Dies wird dadurch erschwert, dass es seit dem Februar 2022 einen oder sogar mehrere deutliche Wechsel in der Strategie gab (beziehungsweise sogar mehrere) und dass Olaf Scholz nicht durch sonderlich stringente Kommunikation auffallen würde. Die Neigung der deutschen Öffentlichkeit, alle Themen in einer riesigen Nabelschau immer auf innenpolitische Probleme zu beziehen, tut dem Ganzen auch keinen großen Gefallen.

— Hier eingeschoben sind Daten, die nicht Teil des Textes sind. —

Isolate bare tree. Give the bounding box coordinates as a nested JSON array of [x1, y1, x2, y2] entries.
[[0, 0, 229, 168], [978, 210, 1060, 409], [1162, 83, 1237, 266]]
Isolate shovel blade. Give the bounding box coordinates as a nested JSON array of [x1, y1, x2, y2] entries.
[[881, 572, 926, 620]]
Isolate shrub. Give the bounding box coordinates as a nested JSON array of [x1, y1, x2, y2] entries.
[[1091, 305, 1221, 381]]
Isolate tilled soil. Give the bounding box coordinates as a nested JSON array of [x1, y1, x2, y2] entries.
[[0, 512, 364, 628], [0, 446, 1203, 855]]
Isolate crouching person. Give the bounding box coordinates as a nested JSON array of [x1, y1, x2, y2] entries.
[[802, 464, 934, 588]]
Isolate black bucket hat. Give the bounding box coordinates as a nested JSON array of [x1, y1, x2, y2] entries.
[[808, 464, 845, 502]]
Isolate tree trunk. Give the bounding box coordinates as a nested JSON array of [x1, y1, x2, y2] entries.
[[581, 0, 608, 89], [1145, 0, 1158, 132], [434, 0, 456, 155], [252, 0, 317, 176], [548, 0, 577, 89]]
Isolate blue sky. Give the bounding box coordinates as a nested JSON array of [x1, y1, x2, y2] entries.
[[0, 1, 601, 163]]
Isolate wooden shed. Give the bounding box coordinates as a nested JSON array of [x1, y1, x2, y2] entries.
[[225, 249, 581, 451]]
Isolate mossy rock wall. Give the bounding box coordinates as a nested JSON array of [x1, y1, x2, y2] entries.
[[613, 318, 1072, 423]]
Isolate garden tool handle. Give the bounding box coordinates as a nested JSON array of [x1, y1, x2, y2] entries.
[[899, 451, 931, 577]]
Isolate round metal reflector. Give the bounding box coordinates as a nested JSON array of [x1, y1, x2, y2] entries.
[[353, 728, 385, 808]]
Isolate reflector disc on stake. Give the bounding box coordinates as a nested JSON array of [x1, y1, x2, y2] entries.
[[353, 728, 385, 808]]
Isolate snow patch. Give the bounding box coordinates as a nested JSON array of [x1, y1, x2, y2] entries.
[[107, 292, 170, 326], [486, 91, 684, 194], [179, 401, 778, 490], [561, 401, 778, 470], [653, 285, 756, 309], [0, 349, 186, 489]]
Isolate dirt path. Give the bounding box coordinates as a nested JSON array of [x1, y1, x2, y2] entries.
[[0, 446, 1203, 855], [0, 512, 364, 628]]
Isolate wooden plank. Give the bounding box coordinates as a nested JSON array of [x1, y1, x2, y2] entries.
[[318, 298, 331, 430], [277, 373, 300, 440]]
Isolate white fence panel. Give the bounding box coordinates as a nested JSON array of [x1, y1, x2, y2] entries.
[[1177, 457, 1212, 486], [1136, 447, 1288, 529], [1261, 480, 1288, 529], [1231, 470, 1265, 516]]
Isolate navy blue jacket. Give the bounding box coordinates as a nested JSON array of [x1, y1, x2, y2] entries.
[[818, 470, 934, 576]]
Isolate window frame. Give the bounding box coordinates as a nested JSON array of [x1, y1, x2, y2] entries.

Als Russland seine verschärften Aggressionen gegen die Ukraine begann - im Winter 2021/22 - war der weithin geteilte Konsens, dass es sich um eine rhetorische Eskalation handle und Putin allenfalls lokal Aktionen unternehmen würde. Der Truppenaufbau an der Grenze zur Ukraine wurde als Bluff betrachtet. Die Möglichkeit, dass er tatsächlich einen umfassenden Krieg führen würde, hatten die wenigsten auf dem Radar (ich übrigens auch nicht, bevor da der gegenteilige Eindruck einer derartigen Behauptung aufkommt). Im Februar spitzte sich die Lage dann spürbar zu. Die westlichen Analysten sagten allesamt korrekt voraus, dass Putin einen Angriff plane, und hatten sogar den exakten Tag entsprechend bestimmt. Dass nun (wie im oben verlinkten Thread) daraus eine Schuld des Westens konstruiert wird, ist geradezu hanebüchen.

Fakt ist, dass Biden den Krieg ankündigte, bevor er begonnen hatte. Als es dann tatsächlich losging, tat er nichts, um ihn zu beenden. Im Gegenteil : Die USA heizen den Konflikt nach Kräften an, mit einem Lend-Lease Programm wie im 2. Weltkrieg

— Eric B. (@LostinEU) July 26, 2022

Ich möchte an dieser Stelle kurz verweilen. Die CIA beziehungsweise die Biden-Administration haben die Informationen über den russischen Truppenaufmarsch ja nicht publik gemacht, weil irgendein kleiner Beamter einen privaten Blog betreibt und den Kram gepostet hat. Das war eine bewusste Entscheidung. Das Kalkül dahinter ist ziemlich offensichtlich: Putin sollte keine Gelegenheit gegeben werden, den Angriff als Reaktion auf irgendeine ukrainische "Provokation" darzustellen (quasi Sender Gleiwitz reloaded), sondern seine Schuld an der alleinigen Eskalation sollte von Anfang an offenkundig sein. Dieses Kalkül ging, im Rahmen der Möglichkeiten, auf. Ein Narrativ, demzufolge Russland nicht der Angreifer sei, konnte nicht verfangen; die Putinisten verlagerten sich stattdessen von Anfang an auf den aufgezwungenen Krieg.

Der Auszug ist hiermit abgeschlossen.